On the evening of 9th November 2014 while being driven home from a Service of Remembrance George passed away.

Before the war started George lived in Battersea London and had managed to get a place in a Grammar School, but left during the war to take a job with his father in Battersea Power Station. He later left that and joined the Army as a boy soldier and was with the Queens Own Royal West Kent Regiment before being transferred to the Royal Engineers which he loved, and it was not long before he was attached to the Airborne Wing of this unit.

On D Day 1944 a few weeks after his 18th birthday he was sent in by glider and was in Normandy for three weeks before he was wounded. After recovering from his wounds he was stuck in another glider as he walked into camp and then found himself in Arnhem and he did talk a bit about being at Oosterbeek during the last days and he was one of the people that laid the tapes for the evacuation back across the Rhine.
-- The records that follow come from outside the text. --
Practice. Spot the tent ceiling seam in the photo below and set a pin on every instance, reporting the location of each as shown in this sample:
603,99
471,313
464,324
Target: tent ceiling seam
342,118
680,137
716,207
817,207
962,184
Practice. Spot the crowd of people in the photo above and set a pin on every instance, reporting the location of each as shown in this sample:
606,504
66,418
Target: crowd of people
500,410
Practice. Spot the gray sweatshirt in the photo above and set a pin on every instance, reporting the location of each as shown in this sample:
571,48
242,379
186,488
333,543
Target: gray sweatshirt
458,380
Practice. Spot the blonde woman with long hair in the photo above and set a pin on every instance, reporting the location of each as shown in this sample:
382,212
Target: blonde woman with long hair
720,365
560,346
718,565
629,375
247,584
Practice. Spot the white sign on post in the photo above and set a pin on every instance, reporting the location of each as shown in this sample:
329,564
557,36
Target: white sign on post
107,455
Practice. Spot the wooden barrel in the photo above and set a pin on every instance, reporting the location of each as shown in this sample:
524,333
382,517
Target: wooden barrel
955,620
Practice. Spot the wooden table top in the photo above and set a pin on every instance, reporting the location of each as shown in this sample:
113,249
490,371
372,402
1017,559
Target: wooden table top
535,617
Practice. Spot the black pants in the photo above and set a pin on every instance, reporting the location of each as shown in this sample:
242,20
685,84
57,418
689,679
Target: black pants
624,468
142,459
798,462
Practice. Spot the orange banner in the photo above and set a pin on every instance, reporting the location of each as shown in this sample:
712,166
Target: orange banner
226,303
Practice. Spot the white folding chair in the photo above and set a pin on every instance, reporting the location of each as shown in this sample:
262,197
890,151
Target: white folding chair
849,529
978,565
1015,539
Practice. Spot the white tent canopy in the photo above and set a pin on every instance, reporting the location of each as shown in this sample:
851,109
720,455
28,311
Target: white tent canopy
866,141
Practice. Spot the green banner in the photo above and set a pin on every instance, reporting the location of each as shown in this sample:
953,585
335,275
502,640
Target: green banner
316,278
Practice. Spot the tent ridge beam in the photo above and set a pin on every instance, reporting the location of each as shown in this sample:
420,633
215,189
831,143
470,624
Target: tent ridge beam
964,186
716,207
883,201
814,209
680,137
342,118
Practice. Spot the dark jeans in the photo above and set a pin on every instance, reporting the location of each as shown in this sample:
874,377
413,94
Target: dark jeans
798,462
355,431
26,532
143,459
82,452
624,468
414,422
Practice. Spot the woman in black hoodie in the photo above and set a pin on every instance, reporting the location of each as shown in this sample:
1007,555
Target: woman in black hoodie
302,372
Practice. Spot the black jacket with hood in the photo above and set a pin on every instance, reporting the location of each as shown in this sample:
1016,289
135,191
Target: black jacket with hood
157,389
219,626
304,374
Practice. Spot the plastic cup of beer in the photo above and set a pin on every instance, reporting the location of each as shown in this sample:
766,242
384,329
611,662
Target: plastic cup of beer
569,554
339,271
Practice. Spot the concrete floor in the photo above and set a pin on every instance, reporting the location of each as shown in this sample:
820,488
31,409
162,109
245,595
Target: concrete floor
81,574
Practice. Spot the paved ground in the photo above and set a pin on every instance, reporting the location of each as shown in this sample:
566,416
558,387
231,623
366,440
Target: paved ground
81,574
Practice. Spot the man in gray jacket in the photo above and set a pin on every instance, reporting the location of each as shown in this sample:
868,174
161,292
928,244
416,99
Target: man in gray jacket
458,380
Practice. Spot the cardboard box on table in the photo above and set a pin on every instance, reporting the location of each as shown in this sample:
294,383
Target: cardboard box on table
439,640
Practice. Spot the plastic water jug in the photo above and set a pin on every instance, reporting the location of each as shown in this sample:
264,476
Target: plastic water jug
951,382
After returning to the UK it was not long before he was shipped out to Belgium to fight in the battle of the Bulge and from there he was involved in the fighting in Holland and Norway and some years later he was the guest of the King of Norway, but what this was about we never knew.

Some of the odd bits of information he dropped at times, it would appear that he spent a bit of time in India and that part of the world, and from there he went to Palestine were for quite a while he was attached to Royal Navy and he had to board the Jewish Immigrant ships and disarm the mines on these ships. He was one of the Engineers that had to recover the bodies and clear the debris from the King David Hotel. He worked all over the Middle East until he was wounded again and sent home and later discharged from the Army, but was recalled to colours like so many old soldiers for the unspoken Suez Invasion of 1956.

George made his home in St Leonards, East Sussex, which he loved and became a great part of it, as time went on he owned a number of businesses on the sea front and was generous to a fault with his friends, and to Parachute Regimental Associations in Hastings & Eastbourne along with 9 Squadron Royal Engineers. His wit and good humour always made these events very memorable and his passing has left a large hole that will never be filled.